Ese fue el trasfondo en el que, además de ser dos referentes cada vez más ineludibles de la música popular y dos estrellas del show business en el país del show business, Fitzgerald y Franklin fueron, al menos por algunas horas, dos mujeres detenidas por la Policía.
Sorpresa en el camarín
La noche del 7 de octubre de 1955 no salió como Ella Fitzgerald esperaba. Estaba en Houston, Texas, y ya era una estrella que giraba entre 40 y 50 semanas al año, habitualmente dando shows en dos ciudades en un mismo día. Había cantado -y lo seguiría haciendo- acompañada de Duke Ellington, Dizzy Gillespie, Count Basie y Louis Armstrong, entre otros. Sus jovencísimos años de dormir en la calle o en un reformatorio para señoritas habían quedado atrás.
Por esos años, su manager Norman Granz impulsaba sus tours interminables: el más emblemático de la década del 40 y del 50 fue Jazz at the Philharmonic, que la hizo recorrer Estados Unidos y también Europa. A ella y a muchos de los músicos de jazz más destacados de esos años y de los que vendrían.
La parada de 1955 en Houston, Texas, no fue tan auspiciosa como otras de las que la gira había tenido. Y eso que ese mismo año, y por la intervención de su flamante amiga Marilyn Monroe, Fitzgerald había llegado a presentarse por primera vez en el Mocambo, un mítico club nocturno de Los Ángeles. Pero la noche del 7 de octubre le tenía deparada una sorpresa de las ingratas.
Es que en una pausa entre los dos shows que Fitzgerald dio ese día, cuatro policías vestidos completamente de civil irrumpieron en los camarines. Ella estaba con Georgiana Henry, su asistente, y cerca de ellas estaban su manager, Granz, y Dizzie Gillespie, entre otros. El argumento con el que los policías se los llevaron arrestados a una comisaría fue que estaban apostando ilegalmente en ese rincón del teatro en el que se presentaban.
Efectivamente, algunos de los presentes estaban jugando a los dados en los minutos que separaban una presentación de la otra. No Ella, que tomaba un café junto a Georgiana para mantener calientes sus inconfundibles cuerdas vocales.

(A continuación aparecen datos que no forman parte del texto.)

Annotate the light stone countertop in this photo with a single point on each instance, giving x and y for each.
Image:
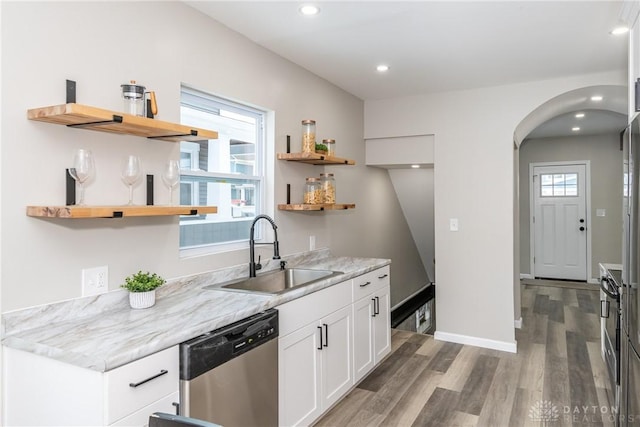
(102, 332)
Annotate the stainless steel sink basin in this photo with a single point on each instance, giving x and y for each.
(276, 282)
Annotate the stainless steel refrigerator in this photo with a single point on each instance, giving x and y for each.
(629, 409)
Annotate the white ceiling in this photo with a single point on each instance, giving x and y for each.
(432, 46)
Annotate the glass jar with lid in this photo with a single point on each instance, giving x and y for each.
(328, 188)
(313, 191)
(308, 136)
(331, 146)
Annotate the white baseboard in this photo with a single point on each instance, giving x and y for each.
(518, 323)
(511, 347)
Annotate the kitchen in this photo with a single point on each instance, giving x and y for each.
(475, 301)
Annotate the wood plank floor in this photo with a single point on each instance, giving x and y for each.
(557, 378)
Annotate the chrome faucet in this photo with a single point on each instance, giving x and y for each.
(253, 266)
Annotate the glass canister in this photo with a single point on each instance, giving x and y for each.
(328, 188)
(308, 136)
(331, 146)
(313, 191)
(133, 97)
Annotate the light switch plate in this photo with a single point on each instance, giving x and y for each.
(95, 280)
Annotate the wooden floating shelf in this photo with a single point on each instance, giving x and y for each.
(71, 212)
(315, 159)
(86, 117)
(317, 207)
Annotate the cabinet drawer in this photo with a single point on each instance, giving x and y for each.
(309, 308)
(370, 282)
(127, 389)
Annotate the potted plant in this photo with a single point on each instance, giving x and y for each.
(142, 288)
(321, 149)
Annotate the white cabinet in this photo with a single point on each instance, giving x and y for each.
(328, 341)
(43, 391)
(371, 320)
(315, 353)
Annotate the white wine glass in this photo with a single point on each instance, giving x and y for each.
(82, 170)
(131, 174)
(171, 177)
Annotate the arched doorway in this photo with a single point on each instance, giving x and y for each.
(532, 143)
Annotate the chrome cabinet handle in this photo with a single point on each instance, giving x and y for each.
(162, 372)
(604, 309)
(326, 334)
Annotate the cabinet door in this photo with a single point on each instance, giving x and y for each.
(298, 374)
(336, 355)
(362, 337)
(382, 325)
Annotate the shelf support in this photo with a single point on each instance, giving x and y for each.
(193, 132)
(116, 119)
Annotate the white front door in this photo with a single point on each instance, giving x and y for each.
(560, 221)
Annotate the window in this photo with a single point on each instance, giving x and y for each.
(227, 172)
(559, 185)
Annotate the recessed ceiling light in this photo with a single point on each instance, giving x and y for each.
(619, 29)
(309, 10)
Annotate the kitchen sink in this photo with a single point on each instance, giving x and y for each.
(276, 282)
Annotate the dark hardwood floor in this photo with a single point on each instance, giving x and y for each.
(557, 378)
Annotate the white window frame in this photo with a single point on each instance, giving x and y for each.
(265, 198)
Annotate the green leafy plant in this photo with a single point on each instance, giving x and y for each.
(142, 282)
(321, 147)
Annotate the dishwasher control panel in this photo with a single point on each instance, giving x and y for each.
(203, 353)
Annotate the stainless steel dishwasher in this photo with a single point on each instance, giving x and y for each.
(230, 376)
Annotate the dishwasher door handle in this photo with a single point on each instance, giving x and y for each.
(162, 372)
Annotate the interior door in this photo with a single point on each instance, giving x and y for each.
(560, 221)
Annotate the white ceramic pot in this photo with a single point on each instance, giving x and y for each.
(142, 299)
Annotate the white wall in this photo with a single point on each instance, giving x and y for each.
(474, 182)
(161, 44)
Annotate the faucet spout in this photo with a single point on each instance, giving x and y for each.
(253, 266)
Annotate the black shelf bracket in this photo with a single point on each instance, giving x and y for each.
(193, 132)
(116, 119)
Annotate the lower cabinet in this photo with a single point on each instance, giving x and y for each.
(40, 391)
(314, 360)
(371, 320)
(327, 344)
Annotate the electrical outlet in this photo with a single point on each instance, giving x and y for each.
(95, 280)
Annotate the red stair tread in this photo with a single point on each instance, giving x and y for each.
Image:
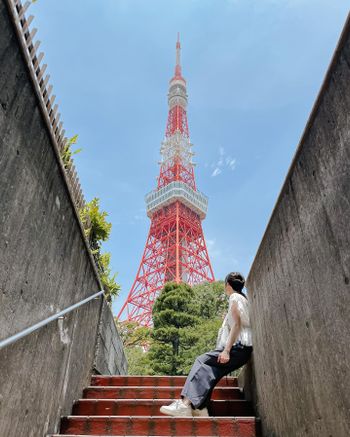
(130, 392)
(153, 381)
(150, 407)
(159, 426)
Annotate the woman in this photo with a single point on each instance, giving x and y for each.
(233, 350)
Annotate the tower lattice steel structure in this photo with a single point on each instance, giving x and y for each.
(175, 248)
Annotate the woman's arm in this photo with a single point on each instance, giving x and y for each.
(224, 356)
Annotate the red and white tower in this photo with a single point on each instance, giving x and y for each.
(175, 247)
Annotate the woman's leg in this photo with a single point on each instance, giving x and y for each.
(206, 373)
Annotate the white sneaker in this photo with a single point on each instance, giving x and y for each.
(177, 408)
(200, 413)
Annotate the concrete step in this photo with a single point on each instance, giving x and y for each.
(159, 426)
(150, 407)
(130, 392)
(152, 381)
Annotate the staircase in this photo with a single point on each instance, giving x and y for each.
(129, 406)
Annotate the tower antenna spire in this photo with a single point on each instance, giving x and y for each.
(178, 57)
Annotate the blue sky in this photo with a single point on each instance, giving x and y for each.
(253, 69)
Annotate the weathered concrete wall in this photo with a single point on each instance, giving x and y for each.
(299, 284)
(109, 356)
(45, 265)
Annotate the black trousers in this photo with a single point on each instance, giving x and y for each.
(206, 373)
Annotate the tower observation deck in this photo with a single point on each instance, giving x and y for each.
(175, 248)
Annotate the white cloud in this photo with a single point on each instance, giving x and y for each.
(224, 161)
(216, 172)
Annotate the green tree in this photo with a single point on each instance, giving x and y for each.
(67, 151)
(174, 313)
(97, 229)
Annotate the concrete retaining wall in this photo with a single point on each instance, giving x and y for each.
(299, 284)
(45, 265)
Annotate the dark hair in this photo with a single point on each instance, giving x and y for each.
(236, 280)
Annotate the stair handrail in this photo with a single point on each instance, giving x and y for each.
(36, 326)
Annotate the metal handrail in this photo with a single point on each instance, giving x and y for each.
(38, 325)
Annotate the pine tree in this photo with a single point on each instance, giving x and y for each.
(174, 314)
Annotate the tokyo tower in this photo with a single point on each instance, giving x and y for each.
(175, 248)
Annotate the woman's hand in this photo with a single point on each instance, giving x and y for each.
(224, 357)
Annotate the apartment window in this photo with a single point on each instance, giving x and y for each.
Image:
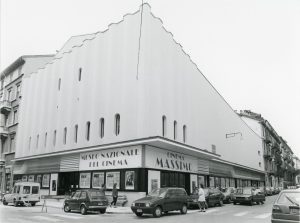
(87, 135)
(37, 141)
(175, 130)
(15, 117)
(184, 133)
(45, 141)
(54, 138)
(29, 142)
(164, 126)
(79, 74)
(101, 127)
(59, 83)
(117, 124)
(75, 133)
(65, 136)
(18, 90)
(213, 149)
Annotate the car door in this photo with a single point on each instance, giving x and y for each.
(73, 202)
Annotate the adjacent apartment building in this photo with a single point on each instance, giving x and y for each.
(278, 156)
(128, 106)
(10, 98)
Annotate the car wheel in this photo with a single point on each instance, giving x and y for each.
(67, 208)
(221, 203)
(157, 212)
(183, 209)
(102, 211)
(139, 214)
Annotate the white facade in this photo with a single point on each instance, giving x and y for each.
(169, 84)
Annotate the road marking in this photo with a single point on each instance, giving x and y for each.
(66, 216)
(241, 214)
(263, 215)
(44, 218)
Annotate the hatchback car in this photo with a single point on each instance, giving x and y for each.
(286, 207)
(23, 193)
(161, 200)
(86, 200)
(248, 195)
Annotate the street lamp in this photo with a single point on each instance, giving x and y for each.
(230, 135)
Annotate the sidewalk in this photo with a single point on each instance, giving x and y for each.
(60, 203)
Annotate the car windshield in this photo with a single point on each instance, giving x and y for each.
(158, 192)
(291, 198)
(244, 191)
(96, 194)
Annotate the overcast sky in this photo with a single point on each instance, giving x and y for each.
(248, 49)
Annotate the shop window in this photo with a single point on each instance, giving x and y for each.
(65, 136)
(45, 141)
(175, 130)
(54, 137)
(87, 134)
(184, 133)
(164, 126)
(111, 179)
(117, 124)
(101, 123)
(75, 133)
(79, 74)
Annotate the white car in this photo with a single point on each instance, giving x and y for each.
(23, 193)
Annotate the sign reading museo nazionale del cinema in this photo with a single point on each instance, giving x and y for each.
(168, 160)
(128, 157)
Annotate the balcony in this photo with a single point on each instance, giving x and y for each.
(5, 107)
(3, 132)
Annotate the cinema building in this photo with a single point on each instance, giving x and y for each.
(90, 117)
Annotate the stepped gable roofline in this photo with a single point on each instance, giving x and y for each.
(19, 62)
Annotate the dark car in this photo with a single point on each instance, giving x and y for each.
(248, 195)
(286, 207)
(86, 200)
(213, 197)
(161, 200)
(228, 194)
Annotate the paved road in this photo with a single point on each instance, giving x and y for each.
(229, 213)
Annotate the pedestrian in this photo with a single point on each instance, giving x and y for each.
(115, 195)
(201, 198)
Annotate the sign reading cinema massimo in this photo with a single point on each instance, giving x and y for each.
(128, 157)
(168, 160)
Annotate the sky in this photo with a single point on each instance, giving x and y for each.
(248, 49)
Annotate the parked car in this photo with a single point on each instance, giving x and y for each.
(85, 200)
(23, 193)
(213, 197)
(286, 207)
(161, 200)
(228, 194)
(248, 195)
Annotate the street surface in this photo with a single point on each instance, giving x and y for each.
(229, 213)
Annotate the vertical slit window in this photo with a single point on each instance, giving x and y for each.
(54, 137)
(184, 133)
(37, 141)
(59, 83)
(65, 136)
(75, 133)
(164, 126)
(79, 74)
(117, 124)
(45, 142)
(175, 130)
(88, 126)
(101, 127)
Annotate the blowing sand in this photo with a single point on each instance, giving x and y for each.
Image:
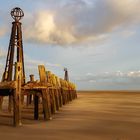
(93, 116)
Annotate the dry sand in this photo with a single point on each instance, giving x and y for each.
(93, 116)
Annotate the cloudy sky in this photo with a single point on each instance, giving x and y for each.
(97, 40)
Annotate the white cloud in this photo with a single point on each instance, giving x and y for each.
(80, 21)
(127, 34)
(111, 77)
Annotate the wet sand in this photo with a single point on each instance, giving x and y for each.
(93, 116)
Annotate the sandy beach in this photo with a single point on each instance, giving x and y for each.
(93, 116)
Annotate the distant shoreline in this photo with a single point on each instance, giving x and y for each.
(109, 91)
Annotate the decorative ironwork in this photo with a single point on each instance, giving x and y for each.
(15, 50)
(17, 13)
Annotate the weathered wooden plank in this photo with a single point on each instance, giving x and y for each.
(36, 101)
(45, 93)
(8, 85)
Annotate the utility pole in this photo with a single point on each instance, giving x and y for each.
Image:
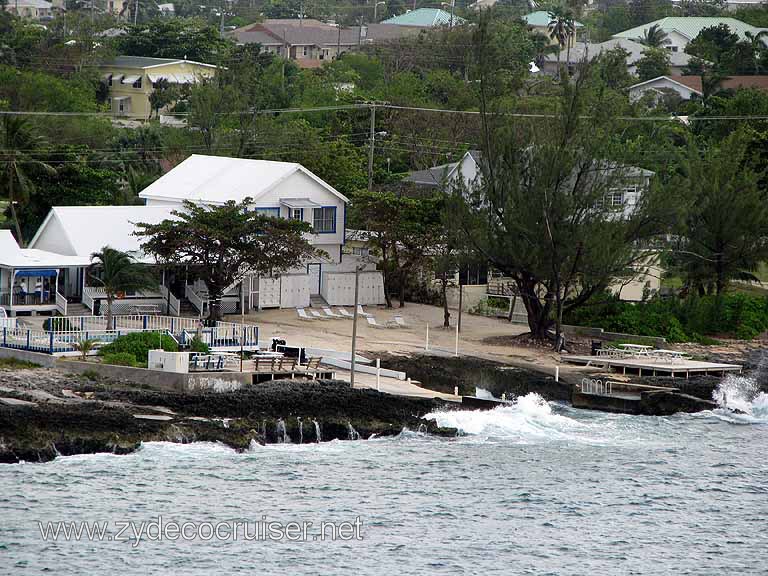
(370, 149)
(354, 328)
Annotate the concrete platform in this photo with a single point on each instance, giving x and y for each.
(651, 367)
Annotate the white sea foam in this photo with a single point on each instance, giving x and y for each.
(529, 417)
(741, 400)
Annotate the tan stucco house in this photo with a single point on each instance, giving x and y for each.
(131, 80)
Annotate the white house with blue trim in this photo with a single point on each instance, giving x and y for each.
(282, 189)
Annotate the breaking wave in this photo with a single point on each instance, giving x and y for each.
(528, 418)
(741, 399)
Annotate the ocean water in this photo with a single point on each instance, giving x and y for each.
(530, 488)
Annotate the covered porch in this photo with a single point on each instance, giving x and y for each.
(35, 281)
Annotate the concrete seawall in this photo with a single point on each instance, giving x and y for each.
(156, 380)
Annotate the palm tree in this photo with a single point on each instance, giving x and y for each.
(562, 28)
(119, 272)
(758, 46)
(18, 144)
(654, 37)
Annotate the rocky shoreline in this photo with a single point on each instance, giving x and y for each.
(53, 414)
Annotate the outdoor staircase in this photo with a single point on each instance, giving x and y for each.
(186, 309)
(77, 309)
(317, 301)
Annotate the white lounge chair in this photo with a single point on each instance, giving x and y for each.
(372, 322)
(303, 314)
(401, 323)
(331, 314)
(363, 313)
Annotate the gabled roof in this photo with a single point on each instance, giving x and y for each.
(579, 51)
(219, 179)
(144, 62)
(695, 83)
(690, 26)
(11, 256)
(541, 18)
(424, 18)
(87, 229)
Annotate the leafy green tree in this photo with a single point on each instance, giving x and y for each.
(655, 37)
(654, 63)
(116, 271)
(223, 244)
(402, 230)
(18, 160)
(611, 67)
(540, 213)
(713, 44)
(189, 38)
(562, 29)
(163, 94)
(725, 233)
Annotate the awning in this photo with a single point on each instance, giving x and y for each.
(299, 203)
(47, 273)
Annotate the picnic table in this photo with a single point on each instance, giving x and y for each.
(636, 349)
(672, 355)
(148, 309)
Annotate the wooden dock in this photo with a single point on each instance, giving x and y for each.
(653, 367)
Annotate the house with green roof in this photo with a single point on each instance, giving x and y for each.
(425, 18)
(681, 30)
(539, 22)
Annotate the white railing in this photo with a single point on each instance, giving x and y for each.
(87, 298)
(596, 386)
(172, 324)
(61, 304)
(172, 303)
(195, 299)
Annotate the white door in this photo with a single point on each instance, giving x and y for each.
(313, 270)
(269, 292)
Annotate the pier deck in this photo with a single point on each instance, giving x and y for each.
(653, 367)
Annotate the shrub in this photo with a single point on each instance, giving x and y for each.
(119, 359)
(197, 345)
(139, 344)
(58, 324)
(678, 320)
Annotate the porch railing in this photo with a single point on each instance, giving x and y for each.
(196, 300)
(61, 304)
(173, 303)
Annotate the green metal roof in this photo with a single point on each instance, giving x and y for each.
(541, 18)
(425, 18)
(690, 26)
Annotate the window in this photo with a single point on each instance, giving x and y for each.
(324, 220)
(273, 212)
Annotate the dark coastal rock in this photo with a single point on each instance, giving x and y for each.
(268, 413)
(443, 373)
(663, 403)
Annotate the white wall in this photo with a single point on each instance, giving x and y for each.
(299, 185)
(661, 84)
(54, 239)
(338, 288)
(294, 291)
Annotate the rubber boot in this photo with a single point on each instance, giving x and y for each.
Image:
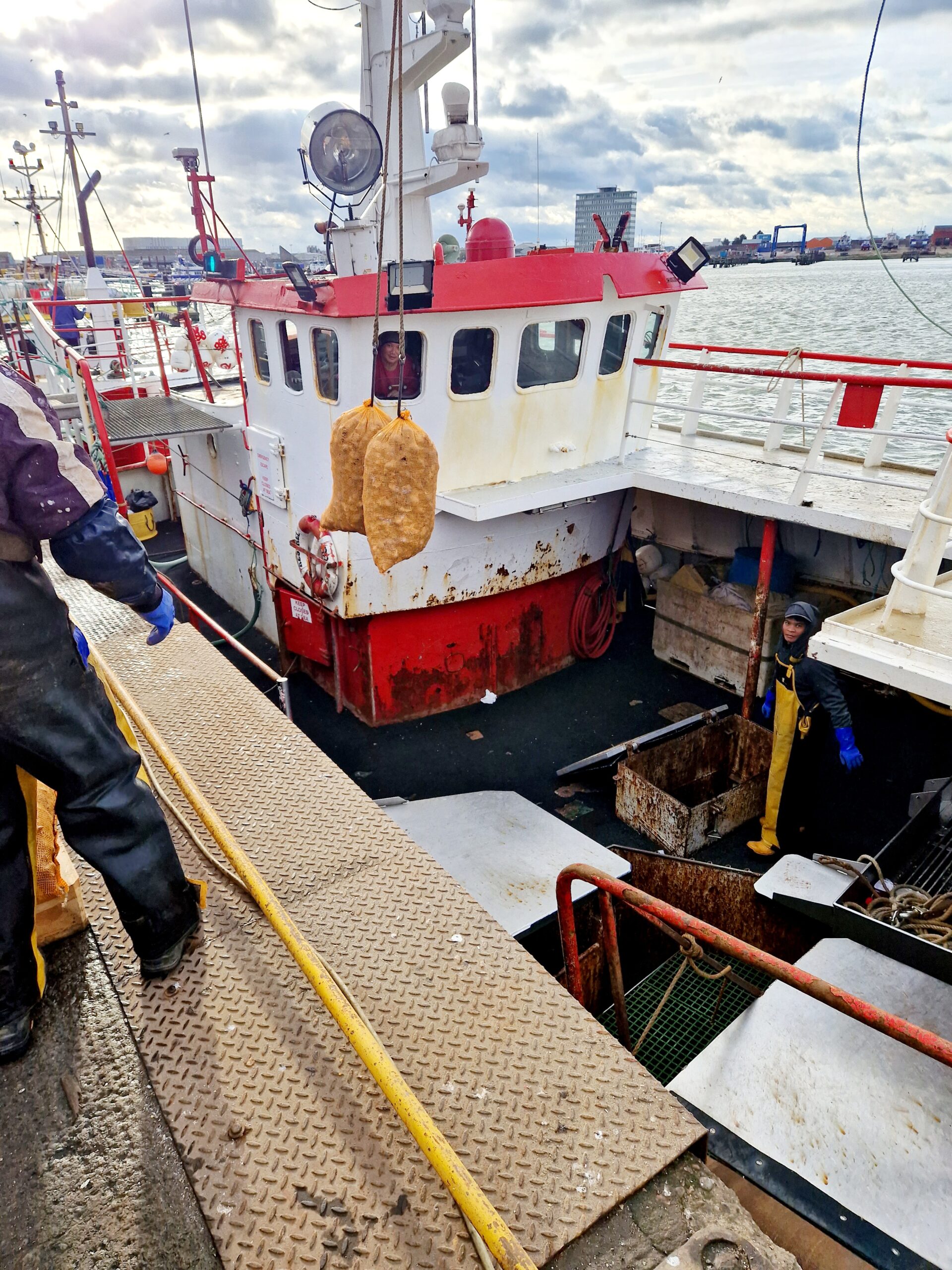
(14, 1038)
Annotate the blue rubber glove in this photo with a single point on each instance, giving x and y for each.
(848, 754)
(82, 645)
(163, 619)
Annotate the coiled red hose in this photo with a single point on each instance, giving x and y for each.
(592, 623)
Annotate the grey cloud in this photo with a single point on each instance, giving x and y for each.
(678, 128)
(814, 134)
(758, 124)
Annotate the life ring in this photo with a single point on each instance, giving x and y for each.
(318, 559)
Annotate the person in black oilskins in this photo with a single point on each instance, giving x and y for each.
(805, 700)
(58, 724)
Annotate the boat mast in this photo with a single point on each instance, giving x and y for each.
(67, 134)
(31, 201)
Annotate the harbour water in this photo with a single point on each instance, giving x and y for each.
(838, 307)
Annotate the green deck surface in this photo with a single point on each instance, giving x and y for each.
(691, 1017)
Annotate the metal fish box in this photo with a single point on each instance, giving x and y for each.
(710, 639)
(705, 783)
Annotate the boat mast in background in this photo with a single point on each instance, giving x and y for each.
(31, 201)
(67, 134)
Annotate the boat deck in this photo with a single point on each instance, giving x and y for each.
(294, 1153)
(722, 473)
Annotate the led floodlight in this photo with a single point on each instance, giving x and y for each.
(686, 262)
(298, 281)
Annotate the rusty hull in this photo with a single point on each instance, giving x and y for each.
(705, 783)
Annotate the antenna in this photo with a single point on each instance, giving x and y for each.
(32, 201)
(83, 192)
(537, 225)
(198, 97)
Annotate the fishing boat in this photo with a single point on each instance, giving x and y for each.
(572, 427)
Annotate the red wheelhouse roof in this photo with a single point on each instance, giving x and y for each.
(524, 282)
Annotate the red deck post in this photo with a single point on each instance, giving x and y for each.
(660, 913)
(99, 425)
(757, 628)
(197, 353)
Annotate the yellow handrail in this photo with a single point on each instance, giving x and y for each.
(455, 1175)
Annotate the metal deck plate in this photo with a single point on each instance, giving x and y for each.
(154, 420)
(504, 850)
(554, 1118)
(856, 1114)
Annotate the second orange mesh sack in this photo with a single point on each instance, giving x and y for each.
(351, 435)
(399, 492)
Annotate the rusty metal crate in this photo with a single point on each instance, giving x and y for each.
(705, 783)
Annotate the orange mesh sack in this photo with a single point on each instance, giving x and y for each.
(399, 492)
(350, 437)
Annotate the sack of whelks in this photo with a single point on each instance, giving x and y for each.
(351, 435)
(400, 472)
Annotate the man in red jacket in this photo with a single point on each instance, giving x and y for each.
(386, 374)
(56, 722)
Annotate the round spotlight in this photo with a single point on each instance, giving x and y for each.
(343, 146)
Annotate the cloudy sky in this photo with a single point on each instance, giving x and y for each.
(726, 116)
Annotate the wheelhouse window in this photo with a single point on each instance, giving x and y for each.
(291, 355)
(653, 329)
(550, 352)
(259, 351)
(472, 361)
(325, 364)
(386, 375)
(615, 343)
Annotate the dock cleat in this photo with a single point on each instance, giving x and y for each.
(14, 1038)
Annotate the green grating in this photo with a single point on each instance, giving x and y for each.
(691, 1017)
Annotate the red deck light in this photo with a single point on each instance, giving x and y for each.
(490, 239)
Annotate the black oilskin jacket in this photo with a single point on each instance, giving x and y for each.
(817, 683)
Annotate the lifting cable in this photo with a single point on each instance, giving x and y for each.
(481, 1219)
(382, 207)
(874, 244)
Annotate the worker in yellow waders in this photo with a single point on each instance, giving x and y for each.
(804, 699)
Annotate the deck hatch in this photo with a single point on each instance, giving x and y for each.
(155, 420)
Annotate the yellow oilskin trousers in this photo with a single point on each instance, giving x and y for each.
(787, 719)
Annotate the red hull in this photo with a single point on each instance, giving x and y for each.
(409, 665)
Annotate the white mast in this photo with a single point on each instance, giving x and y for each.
(356, 242)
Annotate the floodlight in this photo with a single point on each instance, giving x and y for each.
(688, 259)
(418, 285)
(298, 281)
(343, 146)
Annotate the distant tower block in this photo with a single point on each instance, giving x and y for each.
(610, 203)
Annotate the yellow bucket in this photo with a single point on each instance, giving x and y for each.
(143, 525)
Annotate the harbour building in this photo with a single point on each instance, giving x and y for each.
(610, 203)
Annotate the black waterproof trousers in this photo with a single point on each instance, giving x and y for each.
(58, 724)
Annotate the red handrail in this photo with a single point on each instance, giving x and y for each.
(858, 359)
(665, 916)
(823, 378)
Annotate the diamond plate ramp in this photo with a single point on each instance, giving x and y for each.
(296, 1156)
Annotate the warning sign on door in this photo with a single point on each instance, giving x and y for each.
(301, 610)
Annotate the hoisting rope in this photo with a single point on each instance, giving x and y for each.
(382, 209)
(480, 1216)
(400, 203)
(909, 908)
(691, 954)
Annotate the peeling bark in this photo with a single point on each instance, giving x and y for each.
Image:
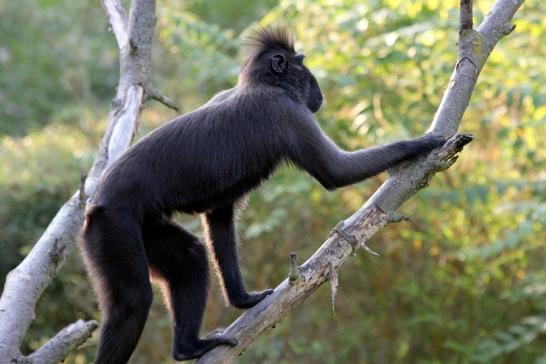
(404, 181)
(27, 281)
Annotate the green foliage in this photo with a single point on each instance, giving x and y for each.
(462, 282)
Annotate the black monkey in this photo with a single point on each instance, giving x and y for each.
(205, 162)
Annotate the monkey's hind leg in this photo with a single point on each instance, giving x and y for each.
(179, 262)
(117, 264)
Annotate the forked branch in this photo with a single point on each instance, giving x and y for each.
(404, 182)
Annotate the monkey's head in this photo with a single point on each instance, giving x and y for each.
(273, 62)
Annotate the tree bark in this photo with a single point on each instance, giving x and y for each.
(404, 181)
(27, 281)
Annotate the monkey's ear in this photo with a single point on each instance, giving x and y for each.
(278, 63)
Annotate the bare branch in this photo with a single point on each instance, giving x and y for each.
(158, 96)
(118, 21)
(465, 19)
(404, 181)
(69, 338)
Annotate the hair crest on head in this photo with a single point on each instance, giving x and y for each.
(267, 39)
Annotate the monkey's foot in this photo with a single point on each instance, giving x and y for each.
(251, 299)
(201, 346)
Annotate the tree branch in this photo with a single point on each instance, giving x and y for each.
(404, 182)
(69, 338)
(27, 281)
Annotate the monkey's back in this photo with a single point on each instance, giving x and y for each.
(213, 155)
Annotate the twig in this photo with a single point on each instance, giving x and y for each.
(403, 183)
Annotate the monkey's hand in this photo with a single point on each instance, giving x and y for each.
(249, 300)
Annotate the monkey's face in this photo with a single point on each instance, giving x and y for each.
(308, 85)
(294, 76)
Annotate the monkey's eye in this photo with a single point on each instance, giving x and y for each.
(299, 58)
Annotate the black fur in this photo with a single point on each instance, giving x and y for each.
(205, 162)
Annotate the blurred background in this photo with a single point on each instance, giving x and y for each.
(463, 282)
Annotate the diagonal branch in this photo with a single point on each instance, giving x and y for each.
(25, 284)
(404, 181)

Sin embargo, esas apuestas no fueron el verdadero motivo por el que la Policía de Houston decidió llevarse detenidos a todos los que estaban en la habitación. Detrás de esas detenciones había información que los oficiales habían recibido con antelación y que habían comprobado durante el primer show de jazz de esa velada: el público no estaba separado entre afroamericanos y blancos sino que se trataba de lo que entonces se empezaba a llamar “una audiencia integrada”. Eso fue lo que realmente impulsó a las fuerzas de seguridad a irrumpir.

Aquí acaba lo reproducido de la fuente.